Den Tagen mehr Leben geben Generalvikar hielt Festvortrag in Quakenbrück

Ein kleines Dankeschön für sein Kommen überreichten seitens der Stadtstiftung August Averbeck und Katharina Abeln Generalvikar Theo Paul. Foto: Alexandra LüdersEin kleines Dankeschön für sein Kommen überreichten seitens der Stadtstiftung August Averbeck und Katharina Abeln Generalvikar Theo Paul. Foto: Alexandra Lüders

Quakenbrück.

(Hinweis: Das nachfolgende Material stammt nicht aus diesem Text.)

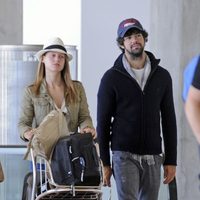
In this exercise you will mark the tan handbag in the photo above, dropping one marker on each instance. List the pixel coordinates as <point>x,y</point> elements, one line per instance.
<point>53,126</point>
<point>1,173</point>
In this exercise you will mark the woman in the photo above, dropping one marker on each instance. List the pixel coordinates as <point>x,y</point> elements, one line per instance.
<point>53,88</point>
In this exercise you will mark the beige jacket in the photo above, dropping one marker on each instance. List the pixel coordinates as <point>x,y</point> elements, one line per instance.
<point>35,108</point>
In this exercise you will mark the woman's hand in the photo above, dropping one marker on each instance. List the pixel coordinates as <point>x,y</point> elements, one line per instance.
<point>89,130</point>
<point>28,134</point>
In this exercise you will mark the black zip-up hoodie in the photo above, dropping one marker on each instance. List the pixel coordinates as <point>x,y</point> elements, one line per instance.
<point>131,119</point>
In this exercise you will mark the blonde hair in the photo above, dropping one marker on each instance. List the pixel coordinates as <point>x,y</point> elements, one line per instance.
<point>65,75</point>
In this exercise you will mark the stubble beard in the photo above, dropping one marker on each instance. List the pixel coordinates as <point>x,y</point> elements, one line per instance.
<point>136,53</point>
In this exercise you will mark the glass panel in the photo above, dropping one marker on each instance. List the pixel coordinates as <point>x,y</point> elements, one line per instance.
<point>15,169</point>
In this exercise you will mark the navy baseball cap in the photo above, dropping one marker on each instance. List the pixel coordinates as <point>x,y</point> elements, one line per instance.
<point>127,24</point>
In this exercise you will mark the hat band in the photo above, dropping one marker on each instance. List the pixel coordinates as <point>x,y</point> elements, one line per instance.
<point>56,47</point>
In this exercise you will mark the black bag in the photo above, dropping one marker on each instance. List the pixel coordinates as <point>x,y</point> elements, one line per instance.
<point>75,161</point>
<point>28,185</point>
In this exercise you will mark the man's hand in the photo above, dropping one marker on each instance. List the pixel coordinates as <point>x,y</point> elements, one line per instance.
<point>169,173</point>
<point>107,173</point>
<point>89,130</point>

In der Hospizarbeit werde Tag für Tag die scheinbare Alternative zu künstlicher Lebensverlängerung und der einvernehmlichen Tötung schwerstkranker Patienten überwunden, betonte Generalvikar Theo Paul in seinem Festvortrag, ausgehend vom unterschiedlichen Umgang mit Tod und Sterben, mit ausweglosen Situationen – Revolte, Resignation oder christliche Ergebung.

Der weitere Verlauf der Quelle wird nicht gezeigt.